As shown in Table 2, the parallel K-means algorithm developed in this paper achieved a speedup ratio of 20.8 when analyzing 3,600 data points from 450 water samples. This significantly improved the speed of water sample analysis, saving analysis time and providing more time for coal mine emergency rescue operations.
Sampling Point | Analysis Correctness Rate | Computation Time | Speedup Ratio |
K-means Parallel K-means | 99% | 13 minutes | 20.8 |
Serial K-means (single machine, Lenovo) | 99% | 270 minutes |
6. Conclusion
Many algorithms used in big data analysis are quite complex and consist of multiple iterative steps [17], [18], [19]. Although the Google Cloud MapReduce environment is a widely used big data analysis platform, it cannot directly run algorithms with iterative steps. To address this issue, this paper takes the K-means algorithm as an example and upgrades the serial K-means algorithm to a parallel K-means algorithm that can run in the Google Cloud MapReduce environment.

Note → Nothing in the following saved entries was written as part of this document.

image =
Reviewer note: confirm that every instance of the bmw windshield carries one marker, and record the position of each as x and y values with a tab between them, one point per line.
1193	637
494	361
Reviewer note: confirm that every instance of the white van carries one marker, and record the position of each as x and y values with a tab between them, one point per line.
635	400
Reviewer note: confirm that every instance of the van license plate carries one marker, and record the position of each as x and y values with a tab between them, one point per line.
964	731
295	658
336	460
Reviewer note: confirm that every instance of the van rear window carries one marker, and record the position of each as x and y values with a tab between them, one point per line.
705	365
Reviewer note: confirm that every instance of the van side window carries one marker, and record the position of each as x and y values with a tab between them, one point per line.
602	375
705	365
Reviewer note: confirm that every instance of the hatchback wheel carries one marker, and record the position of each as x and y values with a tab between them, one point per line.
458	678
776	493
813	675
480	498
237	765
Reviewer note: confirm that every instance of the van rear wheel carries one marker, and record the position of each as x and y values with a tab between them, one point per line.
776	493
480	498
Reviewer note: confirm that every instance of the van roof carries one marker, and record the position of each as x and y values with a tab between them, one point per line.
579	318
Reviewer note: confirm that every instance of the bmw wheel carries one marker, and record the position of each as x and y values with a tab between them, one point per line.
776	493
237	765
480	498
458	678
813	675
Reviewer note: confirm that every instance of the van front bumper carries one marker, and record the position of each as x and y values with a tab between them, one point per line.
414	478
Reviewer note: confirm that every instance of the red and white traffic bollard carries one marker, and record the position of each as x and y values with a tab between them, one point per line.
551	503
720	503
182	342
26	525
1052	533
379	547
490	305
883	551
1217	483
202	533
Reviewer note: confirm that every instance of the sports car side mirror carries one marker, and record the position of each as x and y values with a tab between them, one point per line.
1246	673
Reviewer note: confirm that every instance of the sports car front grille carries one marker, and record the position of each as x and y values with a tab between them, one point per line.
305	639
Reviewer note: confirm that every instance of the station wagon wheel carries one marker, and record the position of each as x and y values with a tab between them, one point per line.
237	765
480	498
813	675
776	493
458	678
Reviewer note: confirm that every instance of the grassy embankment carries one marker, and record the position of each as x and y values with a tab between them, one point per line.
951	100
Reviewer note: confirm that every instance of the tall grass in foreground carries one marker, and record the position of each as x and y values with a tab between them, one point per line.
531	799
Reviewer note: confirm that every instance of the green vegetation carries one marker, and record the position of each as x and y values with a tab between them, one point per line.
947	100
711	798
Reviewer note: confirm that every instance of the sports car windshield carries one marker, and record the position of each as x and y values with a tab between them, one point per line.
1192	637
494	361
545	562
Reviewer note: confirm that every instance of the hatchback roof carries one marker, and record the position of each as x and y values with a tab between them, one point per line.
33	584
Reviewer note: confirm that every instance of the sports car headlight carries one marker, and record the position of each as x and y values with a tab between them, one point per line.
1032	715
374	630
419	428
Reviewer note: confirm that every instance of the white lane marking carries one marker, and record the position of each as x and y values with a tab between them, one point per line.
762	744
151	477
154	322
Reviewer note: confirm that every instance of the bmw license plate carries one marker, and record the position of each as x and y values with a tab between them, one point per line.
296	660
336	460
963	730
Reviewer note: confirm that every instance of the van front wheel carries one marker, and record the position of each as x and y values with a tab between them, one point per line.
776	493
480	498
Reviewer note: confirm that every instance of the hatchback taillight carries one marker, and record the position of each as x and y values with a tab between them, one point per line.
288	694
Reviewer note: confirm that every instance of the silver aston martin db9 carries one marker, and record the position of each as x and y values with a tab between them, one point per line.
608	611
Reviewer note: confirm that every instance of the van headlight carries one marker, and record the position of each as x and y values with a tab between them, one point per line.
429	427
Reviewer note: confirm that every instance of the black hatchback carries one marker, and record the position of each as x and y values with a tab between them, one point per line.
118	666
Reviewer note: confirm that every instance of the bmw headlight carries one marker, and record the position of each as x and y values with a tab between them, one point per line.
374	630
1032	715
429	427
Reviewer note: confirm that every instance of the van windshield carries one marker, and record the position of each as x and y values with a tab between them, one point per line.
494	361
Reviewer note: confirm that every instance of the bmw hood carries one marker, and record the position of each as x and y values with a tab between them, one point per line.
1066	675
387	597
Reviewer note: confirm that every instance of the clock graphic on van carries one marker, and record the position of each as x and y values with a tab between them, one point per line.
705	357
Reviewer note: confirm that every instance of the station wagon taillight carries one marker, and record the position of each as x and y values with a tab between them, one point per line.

This paper proposes an explicit parallel K-means algorithm that can produce correct results within the MapReduce environment. The parallel algorithm is composed of multiple super-steps. Within each super-step, parallel computation is performed, but the super-steps themselves are executed serially. A super-step corresponds to one iteration of the serial K-means algorithm. During each super-step, each compute node (processor, worker) parallelly computes the mean value for a cluster center. The parallel computation within each super-step is achieved through Map and Reduce functions. Both theoretical analysis and experimental results show that the parallel K-means algorithm developed in this paper can run correctly within the Google MapReduce environment. Furthermore, the results of the parallel K-means algorithm are consistent with those of the serial K-means algorithm. The speedup ratio achieved for analyzing 3,600 data points from 450 water samples is 20.8, significantly improving the analysis speed and saving time for coal mine rescue operations.
The method proposed in this paper is not only suitable for the parallel K-means algorithm but also applicable to many other big data analysis algorithms that consist of multiple iterative steps. The parallel K-means algorithm presented here has broad application value in fields such as facial recognition, fingerprint recognition, language models, speech recognition, artificial intelligence, and public safety identification for criminal detection.
The data supporting our research results are deposited in H. Y. Gao and S. C. Yu at 200600737ysc@ncist.edu.cn (email).
The authors declare that they have no conflicts of interest.